NTT DATA Services strives to hire exceptional, innovative and passionate individuals who want to grow with us. If you want to be part of an inclusive, adaptable, and forward-thinking organization, apply now.
We are currently seeking a Production Management Engineer to join our team in Halifax, Nova Scotia (CA-NS), Canada (CA).
Job Responsibilities Include:
- Monitor and resolve system errors/disruptions. Document resolution. Manage incident per ITIL lifecycle. Liaise with upstream data owners to provide resolution. Respond to and solve inquiries and operations requested by users. Document/Review handling steps for support scenarios.
- Prepare and present stability reports and presentations. Analyze alert and stability trends and make recommendations. Investigate root cause of issues and inform/educate developers about the cause so the developers can mitigate the root cause.
- Automate (1) resolution of common problems (2) routine investigations (3) routine user requests using scripts or available programming platform. Lead reliability or business-driven projects.

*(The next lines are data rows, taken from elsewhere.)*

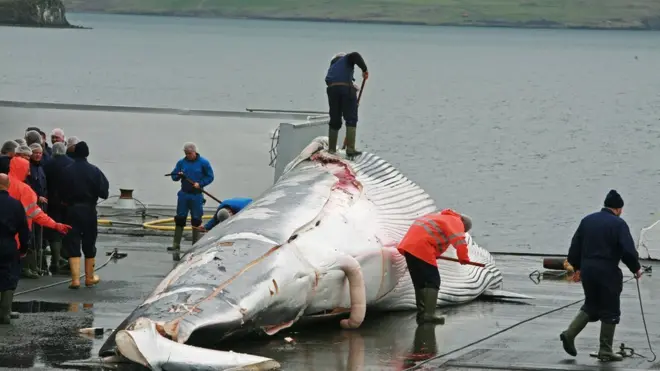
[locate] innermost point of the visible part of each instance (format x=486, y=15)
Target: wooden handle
x=457, y=261
x=203, y=191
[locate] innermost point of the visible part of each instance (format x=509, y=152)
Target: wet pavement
x=46, y=334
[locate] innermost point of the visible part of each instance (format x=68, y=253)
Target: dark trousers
x=423, y=274
x=10, y=264
x=602, y=291
x=57, y=212
x=343, y=103
x=84, y=229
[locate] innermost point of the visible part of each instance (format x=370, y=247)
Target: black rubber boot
x=568, y=337
x=6, y=298
x=605, y=352
x=55, y=251
x=430, y=299
x=351, y=133
x=178, y=234
x=332, y=140
x=419, y=302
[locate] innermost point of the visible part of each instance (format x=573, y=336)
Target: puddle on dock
x=34, y=306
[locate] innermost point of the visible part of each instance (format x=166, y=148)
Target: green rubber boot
x=333, y=135
x=605, y=352
x=430, y=301
x=28, y=262
x=197, y=234
x=6, y=298
x=351, y=133
x=178, y=234
x=568, y=337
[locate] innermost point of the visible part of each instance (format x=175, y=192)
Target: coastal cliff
x=36, y=13
x=567, y=14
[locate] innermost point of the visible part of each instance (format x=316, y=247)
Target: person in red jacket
x=426, y=240
x=19, y=169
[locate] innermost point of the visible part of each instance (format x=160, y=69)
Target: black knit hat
x=81, y=150
x=613, y=200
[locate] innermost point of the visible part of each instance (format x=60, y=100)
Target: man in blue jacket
x=342, y=98
x=601, y=240
x=195, y=173
x=225, y=210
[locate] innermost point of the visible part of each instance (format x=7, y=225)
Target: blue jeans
x=189, y=202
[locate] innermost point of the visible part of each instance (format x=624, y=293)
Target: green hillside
x=630, y=14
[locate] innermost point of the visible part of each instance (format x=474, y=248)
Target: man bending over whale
x=426, y=240
x=225, y=210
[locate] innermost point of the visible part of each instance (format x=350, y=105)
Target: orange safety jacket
x=19, y=169
x=430, y=236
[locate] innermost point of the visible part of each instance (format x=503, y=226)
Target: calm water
x=524, y=130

Provide reliability engineering.
- You will work closely with engineering/development teams to design, build and maintain systems and help them decide on products to use, schema design and query tuning
- You will troubleshoot issues across the entire stack: hardware, software, application and network
- You will mentor other SREs on standard methodology from monitoring and troubleshooting complex code and database issues
- Represent the SRE organization in design reviews and operational readiness exercises for new and existing services
- Participate in on-call rotation and conference calls with other specialists over different time zones
- Hands-on Unix experience
- Hands-on experience with SQL-based DB
- Three Tier support with DBs such as IMB, DB2, Sybase, Mongo, Green Plum, KDB
- Excellent analytical and communication skills
- Ability to prioritize and willingness to take ownership
- Problem-solving mindset and solution enabler
- Great problem-solving and debugging ability
- Familiar with financial products like Equity and Fixed Income, Securities and different types of risks in an investment bank, Trade flow
- Contribute to system design and architecture through strong database knowledge
- Knowledge of automation-related activities using scripting languages like Python, Perl, Ruby and Bash
- Hands-on experience with enterprise tools like AppDynamic, Grafana, Splunk, Dynatrace
- Awareness of and ability to reason about modern software and system architectures, including load balancing, queuing, caching, distributed systems failure modes, microservices, Cloud, etc.
- Deep understanding of operating system concepts such as process, memory allocation and the network stack; an understanding of how applications are affected by the above and the ability to debug.
- Practical experience running large scale online systems is always an advantage
About NTT Data Canada
NTT Data Canada drives outcomes that keep their clients a step ahead in the digitally dynamic world. Their team of more than 50,000 professionals worldwide works with clients to address the challenges of today and tomorrow – whether it’s helping jump-start a cloud migration, reinvent the customer experience, streamline business processes or upgrade ageing infrastructure. As a division of NTT DATA Corporation, a top 10 global IT services provider with 120,000+ employees in more than 50 countries, they excel in blending IT and business expertise with decades of industry know-how. NTT Data Canada offers one of the industry’s most comprehensive services portfolios, designed to modernize business and technology to deliver the outcomes that matter most to their clients.